Corrieron sobre el agua tantos puentes,
y los muertos, todavía, en mi garganta.
«Terminá de tragarlos de una vez.
No invoques, no los llames,
no los dejes salir y hacerse nombres.
Vivís, ¿qué más querés? Hablar no es necesario.
Sobre todo, no mires hacia atrás.
Nunca mires atrás. Y de una buena vez, terminá de tragarlos.»
No acaté y me volví.
Tal como está mandado, me convertí en estatua.
«Callarán los recuerdos algún día.
Se ahogarán, algún día, en tus pantanos.
Sólo hay que darles tiempo. Un tiempo y una jaula.»
Desde entonces, un ojo mío, reflector, patrulla.
(El otro apunta al frente, obediencia de vida tardía y torpe.)
Ojo de estatua de sal hecha con lágrimas.
Ojo de estatua de cal hecha con huesos
que llenaron de mar un río dulce,
que tiñeron de blanco un río gris y sucio.
Y no puedo escribir.

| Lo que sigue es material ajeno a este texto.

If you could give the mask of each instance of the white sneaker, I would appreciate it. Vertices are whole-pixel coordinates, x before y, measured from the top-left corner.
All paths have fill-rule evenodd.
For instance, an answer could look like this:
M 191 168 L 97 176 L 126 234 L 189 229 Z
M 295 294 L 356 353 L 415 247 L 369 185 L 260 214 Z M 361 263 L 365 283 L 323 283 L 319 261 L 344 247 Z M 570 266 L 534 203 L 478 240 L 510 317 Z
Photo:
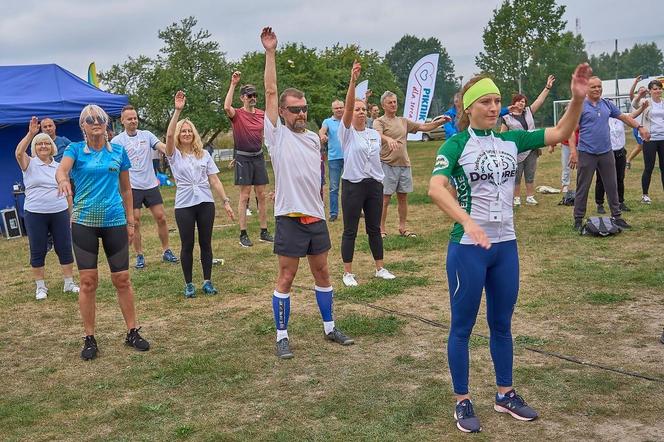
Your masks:
M 376 270 L 376 278 L 381 278 L 381 279 L 394 279 L 396 276 L 390 273 L 389 270 L 387 270 L 385 267 L 381 267 L 380 269 Z
M 527 196 L 526 197 L 526 204 L 529 206 L 536 206 L 537 205 L 537 200 L 535 199 L 534 196 Z
M 521 205 L 521 197 L 520 196 L 515 196 L 514 197 L 514 205 L 515 206 L 520 206 Z
M 78 293 L 81 291 L 81 288 L 76 285 L 75 282 L 72 282 L 71 284 L 67 284 L 62 288 L 62 291 L 64 293 L 71 292 L 71 293 Z
M 47 296 L 48 296 L 48 289 L 46 287 L 37 287 L 37 290 L 35 291 L 35 298 L 37 299 L 37 301 L 46 299 Z
M 251 216 L 251 215 L 253 215 L 253 213 L 251 213 L 251 209 L 249 207 L 247 207 L 247 216 Z
M 650 203 L 652 203 L 652 200 L 650 199 L 650 197 L 648 195 L 643 195 L 641 197 L 641 202 L 643 204 L 650 204 Z
M 355 275 L 352 273 L 344 273 L 344 285 L 346 287 L 357 287 L 357 281 L 355 280 Z

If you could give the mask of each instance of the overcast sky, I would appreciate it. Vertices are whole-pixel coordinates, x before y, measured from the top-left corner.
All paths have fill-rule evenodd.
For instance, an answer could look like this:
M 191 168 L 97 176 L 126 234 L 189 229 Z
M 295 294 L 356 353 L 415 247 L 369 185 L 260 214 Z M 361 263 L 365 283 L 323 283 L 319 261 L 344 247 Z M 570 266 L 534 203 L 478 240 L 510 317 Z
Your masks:
M 2 0 L 0 65 L 57 63 L 87 78 L 95 61 L 106 70 L 127 56 L 154 56 L 162 46 L 157 31 L 193 15 L 211 32 L 228 59 L 262 49 L 260 29 L 271 25 L 280 42 L 324 48 L 359 43 L 382 55 L 404 34 L 438 38 L 454 61 L 457 75 L 477 71 L 482 31 L 499 0 Z M 664 46 L 661 2 L 610 7 L 606 0 L 559 1 L 567 6 L 568 29 L 580 29 L 595 53 L 655 40 Z

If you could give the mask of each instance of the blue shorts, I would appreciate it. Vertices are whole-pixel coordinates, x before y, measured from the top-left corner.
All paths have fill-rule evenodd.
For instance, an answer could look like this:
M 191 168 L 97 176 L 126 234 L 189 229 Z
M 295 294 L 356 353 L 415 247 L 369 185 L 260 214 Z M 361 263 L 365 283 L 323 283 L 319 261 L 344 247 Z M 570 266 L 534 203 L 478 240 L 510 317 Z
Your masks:
M 641 139 L 641 135 L 639 135 L 639 130 L 637 128 L 632 128 L 632 133 L 634 134 L 634 138 L 636 139 L 636 144 L 639 146 L 643 146 L 643 139 Z

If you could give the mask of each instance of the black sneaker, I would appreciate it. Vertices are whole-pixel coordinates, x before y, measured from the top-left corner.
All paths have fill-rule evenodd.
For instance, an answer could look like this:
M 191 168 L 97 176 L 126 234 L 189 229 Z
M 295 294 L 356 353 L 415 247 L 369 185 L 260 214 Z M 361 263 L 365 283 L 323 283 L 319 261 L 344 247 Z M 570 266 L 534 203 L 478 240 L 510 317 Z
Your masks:
M 659 337 L 659 342 L 664 344 L 664 330 L 662 331 L 662 336 Z
M 274 242 L 274 237 L 267 230 L 262 230 L 260 240 L 263 242 Z
M 337 220 L 337 215 L 330 215 L 330 222 L 333 223 Z
M 482 431 L 480 420 L 475 416 L 473 403 L 470 402 L 470 399 L 464 399 L 456 404 L 454 419 L 456 420 L 457 428 L 464 433 L 479 433 Z
M 583 229 L 583 218 L 574 218 L 574 230 L 581 233 Z
M 631 168 L 632 168 L 632 163 L 630 163 L 629 161 L 626 162 L 626 163 L 625 163 L 625 169 L 629 170 L 629 169 L 631 169 Z
M 293 352 L 290 350 L 290 345 L 288 344 L 288 338 L 283 338 L 280 341 L 277 341 L 277 357 L 279 359 L 292 359 Z
M 86 336 L 85 343 L 83 344 L 83 350 L 81 350 L 81 359 L 84 361 L 89 361 L 97 357 L 97 340 L 93 335 Z
M 331 332 L 326 334 L 325 338 L 328 339 L 329 341 L 333 341 L 341 345 L 353 345 L 355 343 L 355 341 L 353 341 L 348 336 L 344 335 L 341 332 L 341 330 L 339 330 L 336 327 L 334 327 Z
M 127 332 L 127 339 L 125 339 L 125 344 L 130 347 L 134 347 L 138 351 L 148 351 L 150 350 L 150 343 L 138 334 L 140 329 L 141 327 L 132 328 L 129 330 Z
M 508 391 L 502 399 L 498 399 L 498 394 L 496 394 L 493 409 L 498 413 L 509 413 L 514 419 L 520 421 L 532 421 L 538 416 L 537 411 L 529 407 L 514 389 Z
M 631 229 L 632 228 L 632 226 L 627 224 L 627 221 L 625 221 L 622 218 L 613 218 L 613 224 L 620 227 L 621 229 Z
M 604 204 L 598 204 L 597 205 L 597 213 L 600 215 L 605 215 L 606 214 L 606 209 L 604 208 Z
M 254 243 L 249 239 L 249 235 L 240 235 L 240 245 L 242 247 L 251 247 Z
M 620 205 L 618 207 L 620 208 L 621 212 L 631 212 L 632 211 L 632 209 L 627 207 L 627 204 L 625 204 L 625 203 L 620 203 Z

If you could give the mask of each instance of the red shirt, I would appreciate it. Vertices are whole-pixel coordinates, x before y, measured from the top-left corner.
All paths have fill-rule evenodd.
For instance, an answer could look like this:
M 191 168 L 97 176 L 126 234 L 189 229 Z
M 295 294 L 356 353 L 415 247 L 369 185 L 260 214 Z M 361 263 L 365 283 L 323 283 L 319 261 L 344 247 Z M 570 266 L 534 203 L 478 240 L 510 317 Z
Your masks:
M 235 150 L 260 152 L 262 149 L 265 112 L 260 109 L 254 111 L 251 113 L 244 108 L 235 109 L 235 116 L 231 119 Z

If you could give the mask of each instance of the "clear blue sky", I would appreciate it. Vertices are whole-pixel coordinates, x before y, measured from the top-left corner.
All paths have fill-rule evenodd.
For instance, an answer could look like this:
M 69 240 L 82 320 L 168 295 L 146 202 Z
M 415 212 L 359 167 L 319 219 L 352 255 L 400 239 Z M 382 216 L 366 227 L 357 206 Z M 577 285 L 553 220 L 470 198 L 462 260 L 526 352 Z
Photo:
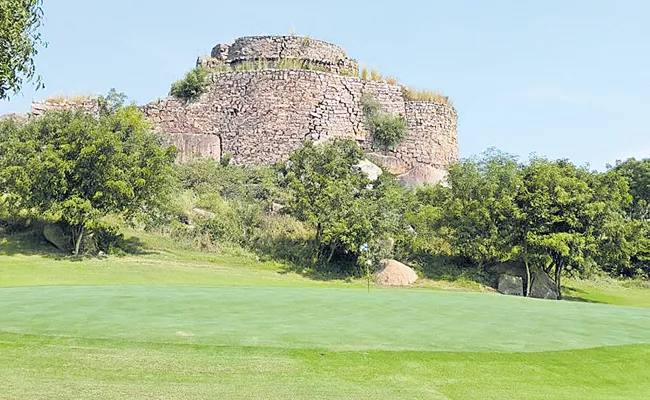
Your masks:
M 146 103 L 217 43 L 294 30 L 451 96 L 463 157 L 495 146 L 597 169 L 650 157 L 648 0 L 45 0 L 45 13 L 47 88 L 0 114 L 111 87 Z

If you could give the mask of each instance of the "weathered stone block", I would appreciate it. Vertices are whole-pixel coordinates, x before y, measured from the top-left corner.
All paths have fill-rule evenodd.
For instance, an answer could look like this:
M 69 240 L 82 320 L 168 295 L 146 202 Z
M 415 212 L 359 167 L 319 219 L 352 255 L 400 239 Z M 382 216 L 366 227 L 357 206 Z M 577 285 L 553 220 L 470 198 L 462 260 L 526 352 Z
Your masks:
M 557 300 L 559 292 L 553 279 L 544 271 L 537 271 L 532 278 L 530 297 Z
M 520 276 L 514 275 L 500 275 L 499 286 L 497 288 L 499 293 L 507 294 L 510 296 L 523 296 L 524 295 L 524 282 Z

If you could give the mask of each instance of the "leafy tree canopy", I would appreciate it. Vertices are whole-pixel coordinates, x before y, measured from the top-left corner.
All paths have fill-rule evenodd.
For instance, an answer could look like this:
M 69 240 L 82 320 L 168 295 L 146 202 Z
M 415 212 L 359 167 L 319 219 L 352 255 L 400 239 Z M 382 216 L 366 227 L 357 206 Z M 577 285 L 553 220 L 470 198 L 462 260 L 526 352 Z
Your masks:
M 2 122 L 0 135 L 0 192 L 15 209 L 71 227 L 76 253 L 101 217 L 160 201 L 175 157 L 134 106 L 100 116 L 47 112 Z
M 315 228 L 319 261 L 357 256 L 362 244 L 403 223 L 402 189 L 390 177 L 371 183 L 356 167 L 362 155 L 349 140 L 307 143 L 284 167 L 284 184 L 293 195 L 287 210 Z
M 43 23 L 42 0 L 0 0 L 0 99 L 18 93 L 24 81 L 36 80 L 34 57 L 47 44 L 39 28 Z

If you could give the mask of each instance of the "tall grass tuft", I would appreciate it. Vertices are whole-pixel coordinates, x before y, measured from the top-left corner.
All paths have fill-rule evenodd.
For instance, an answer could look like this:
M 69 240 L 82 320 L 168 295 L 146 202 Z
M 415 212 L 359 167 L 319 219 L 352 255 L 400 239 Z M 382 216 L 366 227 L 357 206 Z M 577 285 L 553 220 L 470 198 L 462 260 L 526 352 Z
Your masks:
M 63 103 L 73 103 L 73 104 L 79 104 L 83 103 L 89 99 L 91 99 L 93 96 L 89 94 L 73 94 L 73 95 L 55 95 L 48 97 L 45 99 L 47 103 L 55 103 L 55 104 L 63 104 Z
M 368 80 L 368 67 L 365 65 L 361 67 L 361 80 L 367 81 Z
M 411 101 L 427 101 L 431 103 L 442 103 L 452 106 L 451 99 L 440 92 L 433 92 L 431 90 L 413 90 L 409 87 L 403 86 L 402 92 L 404 97 Z

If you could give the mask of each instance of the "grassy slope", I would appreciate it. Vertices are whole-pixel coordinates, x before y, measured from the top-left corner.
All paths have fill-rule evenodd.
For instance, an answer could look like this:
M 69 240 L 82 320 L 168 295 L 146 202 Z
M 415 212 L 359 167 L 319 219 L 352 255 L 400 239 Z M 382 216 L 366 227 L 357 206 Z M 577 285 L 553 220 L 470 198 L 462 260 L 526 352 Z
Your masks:
M 424 289 L 367 293 L 361 283 L 307 280 L 278 274 L 278 264 L 142 238 L 157 251 L 80 262 L 19 254 L 29 251 L 0 239 L 0 399 L 650 392 L 644 308 Z M 52 284 L 75 286 L 25 286 Z M 611 290 L 579 285 L 576 294 L 592 301 Z M 648 290 L 612 292 L 617 303 L 650 303 Z

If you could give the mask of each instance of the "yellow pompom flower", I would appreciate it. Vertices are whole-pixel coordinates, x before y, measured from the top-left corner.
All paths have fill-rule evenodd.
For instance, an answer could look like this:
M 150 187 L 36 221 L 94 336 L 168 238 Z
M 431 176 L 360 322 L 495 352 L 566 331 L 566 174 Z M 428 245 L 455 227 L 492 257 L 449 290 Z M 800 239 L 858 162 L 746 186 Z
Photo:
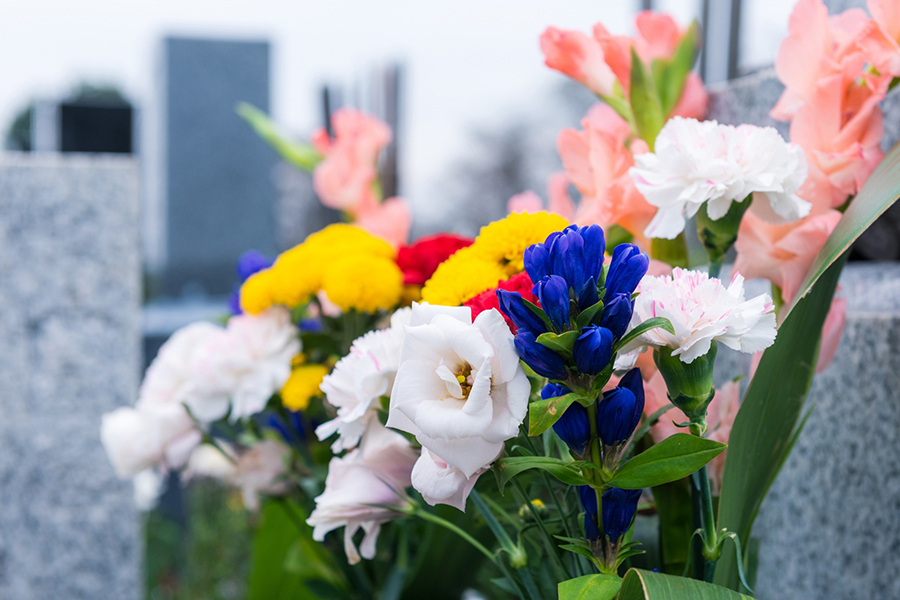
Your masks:
M 374 313 L 400 303 L 403 272 L 396 262 L 383 256 L 346 256 L 329 265 L 322 289 L 344 312 Z
M 322 395 L 319 386 L 328 375 L 328 367 L 308 364 L 295 367 L 281 388 L 281 403 L 290 411 L 306 410 L 310 400 Z
M 273 279 L 272 269 L 263 269 L 244 282 L 241 286 L 241 309 L 245 313 L 258 315 L 275 303 L 272 298 Z
M 513 213 L 482 227 L 470 247 L 483 260 L 501 265 L 506 275 L 512 276 L 525 270 L 523 256 L 529 246 L 568 226 L 566 219 L 546 211 Z
M 481 258 L 472 245 L 457 250 L 438 265 L 422 288 L 422 300 L 430 304 L 459 306 L 504 279 L 507 279 L 504 268 L 497 262 Z

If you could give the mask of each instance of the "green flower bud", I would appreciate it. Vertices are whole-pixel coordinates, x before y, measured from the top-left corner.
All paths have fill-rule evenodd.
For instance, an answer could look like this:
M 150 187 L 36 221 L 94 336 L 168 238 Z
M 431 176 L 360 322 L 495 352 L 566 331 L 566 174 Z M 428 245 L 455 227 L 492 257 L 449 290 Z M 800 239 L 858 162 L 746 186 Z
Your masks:
M 741 219 L 752 200 L 751 194 L 742 202 L 733 202 L 725 216 L 715 221 L 709 218 L 706 204 L 697 213 L 697 235 L 706 248 L 711 264 L 720 264 L 725 259 L 725 254 L 734 246 Z
M 717 350 L 714 341 L 709 352 L 691 363 L 673 356 L 671 348 L 657 348 L 653 352 L 653 360 L 666 381 L 669 400 L 690 419 L 691 433 L 695 435 L 706 433 L 706 407 L 716 394 L 713 367 Z

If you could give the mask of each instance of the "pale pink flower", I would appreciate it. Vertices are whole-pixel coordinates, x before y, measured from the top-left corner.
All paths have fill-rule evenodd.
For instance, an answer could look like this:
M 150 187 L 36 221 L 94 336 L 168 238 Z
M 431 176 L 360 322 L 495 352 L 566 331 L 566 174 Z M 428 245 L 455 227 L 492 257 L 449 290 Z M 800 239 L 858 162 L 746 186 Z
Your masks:
M 641 370 L 641 375 L 644 371 Z M 644 381 L 644 418 L 650 417 L 653 413 L 671 404 L 669 400 L 668 390 L 666 388 L 666 380 L 663 379 L 662 373 L 654 371 L 653 374 Z M 650 437 L 653 443 L 658 444 L 669 436 L 676 433 L 684 433 L 683 428 L 679 429 L 676 423 L 687 423 L 689 419 L 681 412 L 681 409 L 672 407 L 663 414 L 655 425 L 650 427 Z
M 716 395 L 713 396 L 712 401 L 706 408 L 706 422 L 709 425 L 706 437 L 727 444 L 728 438 L 731 436 L 731 427 L 734 425 L 734 419 L 737 417 L 740 407 L 740 382 L 729 381 L 718 388 Z M 669 413 L 666 414 L 668 415 Z M 728 450 L 725 450 L 707 465 L 709 481 L 715 496 L 718 496 L 719 491 L 722 489 L 722 476 L 725 474 L 725 457 L 727 454 Z
M 551 69 L 568 75 L 595 94 L 613 94 L 616 78 L 604 62 L 603 50 L 596 40 L 580 31 L 548 27 L 541 34 L 541 52 Z
M 422 454 L 412 470 L 412 486 L 431 506 L 447 504 L 465 512 L 466 499 L 475 488 L 475 482 L 486 471 L 487 468 L 479 469 L 471 477 L 466 477 L 465 473 L 429 452 L 428 448 L 422 448 Z
M 291 449 L 283 443 L 265 439 L 242 452 L 237 459 L 230 481 L 240 488 L 244 506 L 259 510 L 260 494 L 283 495 L 288 484 L 283 476 Z
M 796 194 L 806 179 L 803 150 L 772 127 L 674 117 L 657 136 L 655 152 L 634 161 L 635 186 L 659 209 L 644 231 L 648 237 L 675 238 L 704 204 L 712 220 L 721 219 L 751 194 L 750 210 L 773 223 L 796 221 L 812 208 Z
M 391 130 L 352 108 L 336 110 L 331 124 L 333 140 L 321 132 L 313 136 L 316 149 L 325 155 L 313 172 L 313 186 L 325 206 L 355 217 L 360 206 L 377 203 L 378 154 L 391 141 Z
M 747 353 L 775 342 L 772 299 L 762 294 L 746 300 L 744 278 L 739 273 L 726 288 L 705 272 L 675 268 L 671 276 L 644 277 L 637 292 L 632 327 L 665 317 L 675 330 L 673 334 L 651 329 L 640 336 L 640 343 L 671 348 L 672 355 L 682 362 L 704 356 L 714 341 Z
M 506 210 L 509 214 L 546 210 L 569 221 L 575 218 L 575 203 L 569 196 L 569 179 L 565 173 L 553 173 L 547 179 L 547 198 L 545 209 L 541 197 L 527 190 L 510 198 L 506 203 Z
M 399 248 L 409 241 L 412 213 L 403 198 L 388 198 L 381 203 L 370 199 L 360 206 L 355 222 L 372 235 Z
M 819 344 L 819 359 L 816 361 L 816 373 L 828 368 L 841 343 L 844 325 L 847 324 L 847 299 L 833 298 L 831 308 L 822 324 L 822 341 Z
M 631 137 L 628 123 L 605 104 L 591 108 L 581 125 L 581 131 L 564 129 L 556 142 L 566 175 L 582 194 L 573 222 L 619 225 L 648 248 L 643 234 L 656 208 L 628 175 L 634 166 L 632 153 L 646 152 L 646 144 L 635 140 L 626 145 Z
M 306 521 L 313 526 L 313 539 L 321 542 L 326 533 L 343 527 L 348 562 L 358 563 L 360 554 L 374 558 L 382 523 L 407 506 L 403 490 L 410 485 L 417 458 L 406 438 L 373 420 L 359 448 L 328 463 L 325 491 Z M 360 528 L 365 537 L 357 550 L 353 536 Z
M 684 80 L 684 87 L 681 89 L 681 96 L 678 98 L 675 108 L 672 109 L 672 116 L 702 121 L 706 118 L 708 107 L 709 94 L 703 87 L 703 80 L 700 79 L 700 75 L 691 71 Z
M 231 317 L 225 330 L 198 349 L 194 378 L 200 389 L 185 404 L 204 422 L 256 414 L 290 377 L 299 352 L 297 328 L 286 308 Z
M 750 279 L 768 279 L 790 304 L 841 216 L 829 210 L 795 223 L 772 225 L 752 214 L 744 215 L 734 244 L 734 272 Z
M 900 5 L 894 0 L 869 0 L 867 3 L 878 29 L 861 45 L 870 55 L 878 56 L 894 77 L 900 76 Z
M 410 309 L 401 309 L 392 316 L 388 329 L 356 338 L 350 353 L 322 380 L 325 401 L 337 409 L 337 415 L 319 425 L 316 436 L 324 440 L 338 433 L 333 452 L 356 447 L 369 421 L 377 418 L 378 400 L 391 395 L 409 313 Z
M 468 307 L 413 304 L 387 425 L 466 477 L 518 435 L 530 384 L 496 309 L 472 321 Z

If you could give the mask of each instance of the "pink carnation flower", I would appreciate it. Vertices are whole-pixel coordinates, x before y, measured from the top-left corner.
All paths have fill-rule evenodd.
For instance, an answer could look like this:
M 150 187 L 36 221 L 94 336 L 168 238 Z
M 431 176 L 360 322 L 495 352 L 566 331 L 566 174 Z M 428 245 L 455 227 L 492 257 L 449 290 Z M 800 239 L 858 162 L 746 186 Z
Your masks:
M 548 27 L 541 34 L 545 64 L 600 96 L 611 96 L 615 75 L 596 40 L 580 31 Z

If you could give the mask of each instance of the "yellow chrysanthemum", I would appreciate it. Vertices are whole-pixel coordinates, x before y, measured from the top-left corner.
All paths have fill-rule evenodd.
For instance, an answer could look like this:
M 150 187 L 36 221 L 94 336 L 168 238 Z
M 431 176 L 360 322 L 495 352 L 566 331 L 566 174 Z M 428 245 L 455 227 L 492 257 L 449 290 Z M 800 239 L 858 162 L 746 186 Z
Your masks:
M 383 239 L 354 225 L 329 225 L 313 233 L 302 244 L 282 252 L 268 274 L 256 281 L 248 279 L 241 288 L 241 303 L 246 292 L 247 312 L 256 314 L 272 304 L 295 307 L 322 289 L 332 266 L 347 257 L 383 257 L 393 261 L 394 248 Z M 256 277 L 254 275 L 254 277 Z
M 309 401 L 321 396 L 319 386 L 328 375 L 328 367 L 324 365 L 301 365 L 291 371 L 291 376 L 281 388 L 281 403 L 292 411 L 306 410 Z
M 347 256 L 328 266 L 322 289 L 345 312 L 374 313 L 400 303 L 403 272 L 390 258 Z
M 274 275 L 271 269 L 263 269 L 251 275 L 241 286 L 241 309 L 245 313 L 258 315 L 272 304 Z
M 548 235 L 568 225 L 563 217 L 546 211 L 513 213 L 482 227 L 470 248 L 483 260 L 501 265 L 506 275 L 512 276 L 525 270 L 522 257 L 529 246 L 543 242 Z
M 430 304 L 459 306 L 504 279 L 507 279 L 505 269 L 497 262 L 481 258 L 472 245 L 457 250 L 438 265 L 422 288 L 422 300 Z

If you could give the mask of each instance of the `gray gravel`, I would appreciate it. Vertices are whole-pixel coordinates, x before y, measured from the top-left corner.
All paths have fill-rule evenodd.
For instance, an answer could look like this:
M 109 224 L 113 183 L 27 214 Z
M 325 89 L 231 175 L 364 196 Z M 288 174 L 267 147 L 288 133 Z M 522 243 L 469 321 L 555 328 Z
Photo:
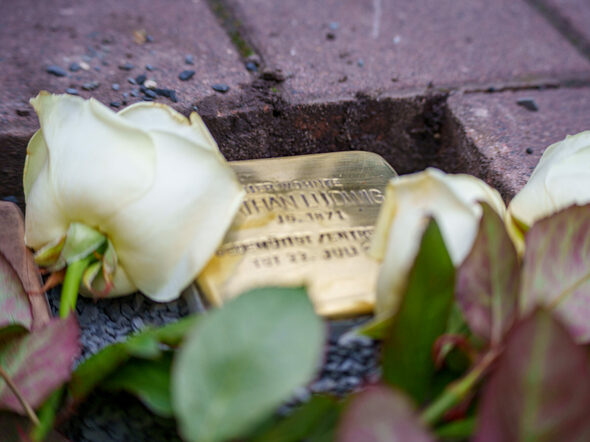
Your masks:
M 48 297 L 56 315 L 59 291 L 52 290 Z M 83 347 L 78 363 L 104 346 L 124 340 L 130 333 L 148 325 L 173 322 L 190 313 L 183 298 L 160 304 L 140 294 L 98 302 L 80 297 L 76 311 Z M 366 338 L 347 339 L 344 335 L 351 327 L 366 320 L 365 317 L 329 323 L 330 339 L 318 379 L 296 391 L 292 400 L 277 410 L 279 415 L 289 414 L 309 400 L 313 393 L 344 396 L 378 379 L 377 343 Z M 179 440 L 174 421 L 154 416 L 132 396 L 102 391 L 89 397 L 61 430 L 74 442 Z

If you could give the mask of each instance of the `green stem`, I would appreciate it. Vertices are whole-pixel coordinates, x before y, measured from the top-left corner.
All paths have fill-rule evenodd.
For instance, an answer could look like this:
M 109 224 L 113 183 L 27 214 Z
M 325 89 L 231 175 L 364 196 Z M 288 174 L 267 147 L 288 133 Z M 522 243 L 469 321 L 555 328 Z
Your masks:
M 498 353 L 495 350 L 490 350 L 486 353 L 469 373 L 449 385 L 442 394 L 422 412 L 420 420 L 428 426 L 436 424 L 447 411 L 467 397 L 497 356 Z
M 70 312 L 76 309 L 78 291 L 80 290 L 80 281 L 84 270 L 95 260 L 94 255 L 90 254 L 86 258 L 74 261 L 68 265 L 66 276 L 61 288 L 61 301 L 59 304 L 59 317 L 67 318 Z

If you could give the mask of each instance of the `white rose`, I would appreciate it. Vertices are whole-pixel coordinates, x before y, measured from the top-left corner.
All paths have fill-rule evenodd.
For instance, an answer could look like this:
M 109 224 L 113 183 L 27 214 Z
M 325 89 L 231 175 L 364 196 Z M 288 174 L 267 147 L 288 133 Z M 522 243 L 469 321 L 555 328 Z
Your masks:
M 57 270 L 90 253 L 85 281 L 109 295 L 176 298 L 212 256 L 242 187 L 201 118 L 156 103 L 114 113 L 41 92 L 27 147 L 26 243 Z
M 504 215 L 498 191 L 471 175 L 429 168 L 388 183 L 371 245 L 371 255 L 383 261 L 377 281 L 377 319 L 397 309 L 430 217 L 436 220 L 455 266 L 463 261 L 479 227 L 479 201 Z
M 549 146 L 508 206 L 511 233 L 521 239 L 535 221 L 590 202 L 590 131 Z

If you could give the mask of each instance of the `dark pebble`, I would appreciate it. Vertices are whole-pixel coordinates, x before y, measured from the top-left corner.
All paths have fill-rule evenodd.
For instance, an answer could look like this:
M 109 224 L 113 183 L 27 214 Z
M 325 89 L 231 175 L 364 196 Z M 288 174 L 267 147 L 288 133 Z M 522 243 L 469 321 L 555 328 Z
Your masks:
M 133 77 L 129 77 L 129 78 L 127 79 L 127 82 L 128 82 L 129 84 L 137 84 L 137 81 L 135 81 L 135 78 L 133 78 Z
M 161 89 L 159 87 L 152 89 L 160 97 L 170 98 L 170 94 L 174 92 L 172 89 Z
M 121 107 L 121 102 L 120 101 L 111 101 L 110 104 L 111 104 L 111 107 L 114 107 L 114 108 L 117 108 L 117 109 Z
M 531 112 L 537 112 L 539 110 L 537 103 L 535 103 L 535 100 L 532 98 L 519 98 L 516 100 L 516 104 L 524 107 L 526 110 L 530 110 Z
M 144 84 L 146 80 L 147 80 L 147 76 L 145 74 L 140 74 L 137 77 L 135 77 L 135 82 L 137 84 Z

No sé nombrar. No puedo.
No sé hablar de mi país poblado de lugares vacíos en la mesa,
de lugares comunes en mi verso.
No sé hablar de un pasado que se queda
y no pasa.
No sé de qué manera hablar sin golpes bajos sobre aquel otro que derrengó ese marzo.
No sé hablar del estigma, de la sangre que brota eternamente herida,
sin vírgenes que acudan ni multitud que clame.
No sé cómo decir y desespero
por librar a mis muertos de la celda en mi entraña.
Okupas de mi historia y del misterio, sus condenas perpetuas
latiendo entre mi carne.
No quise que el olvido los oyera al venir a buscarlos,
y les tapé la boca con la almohada.
(No puede hablar. No puede.
Sus manos no supieron rasguñar esas piedras.
Ni tampoco su viento dice nada a la lluvia.
Ojos de sal, no de papel, tiene aún hoy la muchacha)
Otros hablaron tanto que ya se ha dicho todo.
La estatua sigue muda.
Y sin embargo, cree que existe una hoja en blanco
con nombres de sus presos escritos en el margen.
Esa garganta espera, un día, desatarlos.
Sólo debe gritar lo que no pudo.
Sólo hay que darle tiempo. Un tiempo y la palabra.